Bignone in 1993 authored a reflection on his brief tenure, El último de facto (The Last De Facto President or The truly last one), to condemnation over the book's marginalizing of Dirty War abuses. He was again placed at the disposal of the courts in January 1999, after the reopening of trials for misappropriation of children. Under house arrest in October 2006, a consideration accorded him on account of his advanced age, he was arrested in March 2007 and taken into custody at a military base outside Buenos Aires as part of an investigation into past human rights abuses, including the atrocities at the Posadas Hospital and complicity in the trafficking of infants abducted from the roughly 500 pregnant women who were among the disappeared. These were ruled to have no statute of limitations owing their nature as crimes against humanity.
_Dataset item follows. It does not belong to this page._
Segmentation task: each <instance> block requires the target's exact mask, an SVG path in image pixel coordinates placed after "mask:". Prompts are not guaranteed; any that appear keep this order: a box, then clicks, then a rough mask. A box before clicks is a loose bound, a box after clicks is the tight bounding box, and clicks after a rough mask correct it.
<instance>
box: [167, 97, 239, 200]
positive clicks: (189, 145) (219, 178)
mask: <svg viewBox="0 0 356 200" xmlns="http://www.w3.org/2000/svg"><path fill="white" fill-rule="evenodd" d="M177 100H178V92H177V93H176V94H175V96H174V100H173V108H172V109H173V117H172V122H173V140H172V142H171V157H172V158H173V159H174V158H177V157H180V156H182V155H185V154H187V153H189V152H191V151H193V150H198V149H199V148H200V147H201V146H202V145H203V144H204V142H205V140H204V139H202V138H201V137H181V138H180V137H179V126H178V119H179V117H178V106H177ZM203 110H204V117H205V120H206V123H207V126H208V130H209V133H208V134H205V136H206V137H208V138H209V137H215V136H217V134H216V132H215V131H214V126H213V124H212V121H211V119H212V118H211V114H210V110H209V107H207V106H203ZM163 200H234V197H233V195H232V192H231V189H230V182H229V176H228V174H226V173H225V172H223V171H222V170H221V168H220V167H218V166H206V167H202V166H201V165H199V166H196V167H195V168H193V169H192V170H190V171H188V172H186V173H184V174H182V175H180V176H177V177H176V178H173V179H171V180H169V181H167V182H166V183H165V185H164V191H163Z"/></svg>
On 20 April 2010, Bignone was sentenced to 25 years in prison for his involvement in the kidnapping, torture and murder of 56 people, including guerrilla fighters, at the extermination center that worked in the Campo de Mayo military complex. On April, 2011, Reynaldo Bignone was sentenced to life in prison.
On 29 December 2011 Bignone received a further 15-year prison sentence for crimes against humanity for setting up a secret torture center inside a hospital during the 1976 military coup.
On July 5, 2012, Bignone was sentenced to 15 years in prison for his participation in a scheme to steal babies from parents detained by the military regime. According to the court decision, Bignone was an accomplice "in the crimes of theft, retention and hiding of minors, as well as replacing their identities."